The police car flew past me last night with lights flashing and sirens blaring. I had the vantage point of sitting in the cross traffic. I watched cars pull over, many pulled from their distracted thoughts of a baseball game or dinner plans or the events of the day. It was life as usual as they made their way through the last minutes of the commute hour. The police car sped down the street and, as is my habit, I said a quiet prayer for the safety of the officer and all those involved before returning to my own distracted thoughts of routine life. I looked at the clock. I was running late for the meeting with my Guide Dogs for the Blind Puppy Club. I would need to move quickly when I pulled into the parking lot. I shuffled in with another puppy raiser. Pleasantries were exchanged as we caught up on the details of each other’s lives and puppies.
During the meeting, my friend’s phone went off. It was her daughter texting her, telling her of a shooting at the Walmart just on the other side of the freeway from where we sat. The same Walmart I have been inside. The same Walmart where we have socialized the puppies. The same Walmart that shares a parking lot with our “usual post-meeting Starbucks.” The same Walmart that suddenly became the scene of a horrific crime. The same Walmart that police vehicles had sped to just 45 minutes prior.

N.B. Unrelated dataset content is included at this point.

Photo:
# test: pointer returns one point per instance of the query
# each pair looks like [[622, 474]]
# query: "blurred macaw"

As she shared the news coming from her daughter’s text messages, each of us began sharing our individual sitings of the police vehicles that sped past our cars as we made our way to the meeting. “There was an active shooter at Walmart.” I watched the faces of those around the table as we each tried to process another act of senseless violence. “People were down.” Though no one said it aloud, I doubt I was the only one pondering the possibility of a terror attack; the Halloween terror attack in New York still fresh and unsettling. “The shooter or shooters were on the run. They are considered armed and dangerous.”

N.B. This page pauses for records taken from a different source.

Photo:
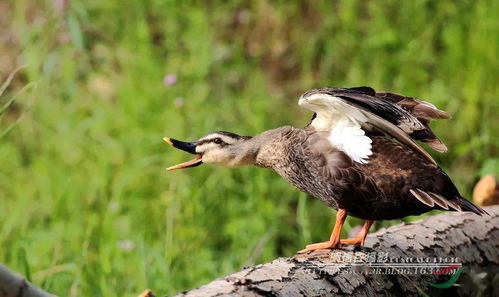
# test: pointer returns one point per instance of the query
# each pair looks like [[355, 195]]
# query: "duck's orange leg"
[[334, 240], [361, 236]]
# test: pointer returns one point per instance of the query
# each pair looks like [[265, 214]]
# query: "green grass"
[[87, 208]]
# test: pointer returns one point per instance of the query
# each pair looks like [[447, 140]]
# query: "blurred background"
[[86, 207]]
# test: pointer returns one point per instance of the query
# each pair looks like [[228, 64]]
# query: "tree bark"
[[13, 285], [461, 237]]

He…She…They…? As they often are during the moments, hours, or even days following random violence, immediate details were sketchy. But, somebody was on the run, not far from where we all sat and in the direct vicinity of where we had planned on going next. I checked my phone for an update as we made plans to change the location of our customary Starbucks run.
As we left the building, I felt the adrenaline coursing through my veins, pushing me to walk a little faster. I decided my pup would wait to relieve until we reached the Starbucks further away. I didn’t need to be standing in a well-lit parking lot just up the road from an active crime scene.
As I crossed the traffic to enter the freeway on-ramp, I looked to my right. Could I see the lights of the emergency vehicles in the Walmart parking lot? I was trying to put pieces together. Those same emergency vehicles sped through traffic not even 2 hours earlier. The first-responders rushing to “serve and protect.” The drivers, like myself, yielding to the lights and sirens. No one expecting the tragedy that had unfolded in the blink of an eye.
No one awoke yesterday thinking they were walking into the day that would change everything, but 3 people didn’t return home from their Walmart trip last night. The day before, 8 people didn’t finish their trip on a pedestrian pathway in New York. Last month, 58 people were killed and another 546 shot while attending a concert. In the blink of an eye, life changed forever.
No one awoke yesterday thinking they were walking into the day that would change everything, but roughly 4,600 people in the United States were diagnosed with cancer. Yesterday, an average of 121 Americans took their lives and countless others did their best to simply make it through their day, hiding the pain of their own struggles behind a false smile. Globally, an estimated 151,600 people died and another 360,000 were born. All in the blink of an eye.
Life changes. It moves forward. But, life is so often dictated by the events that happen in the blink of an eye. Last night, before I let the veil of sleep consume me, I thought about the people whose lives were forever changed during the course of the day: those that won’t return home; those left behind; those scarred by events that they never anticipated when they awoke; those just doing their best to make it through another day with every ounce of their being; and those feeling vulnerable to life’s blinks. Quietly, I prayed for them, for their friends and family, and for our world.
Then, I prayed that I am placed in the path of someone whose life I might help make better because change can come in just the blink of an eye.
#NaBloPoMo2017
Thanks for continuing to live deliberately!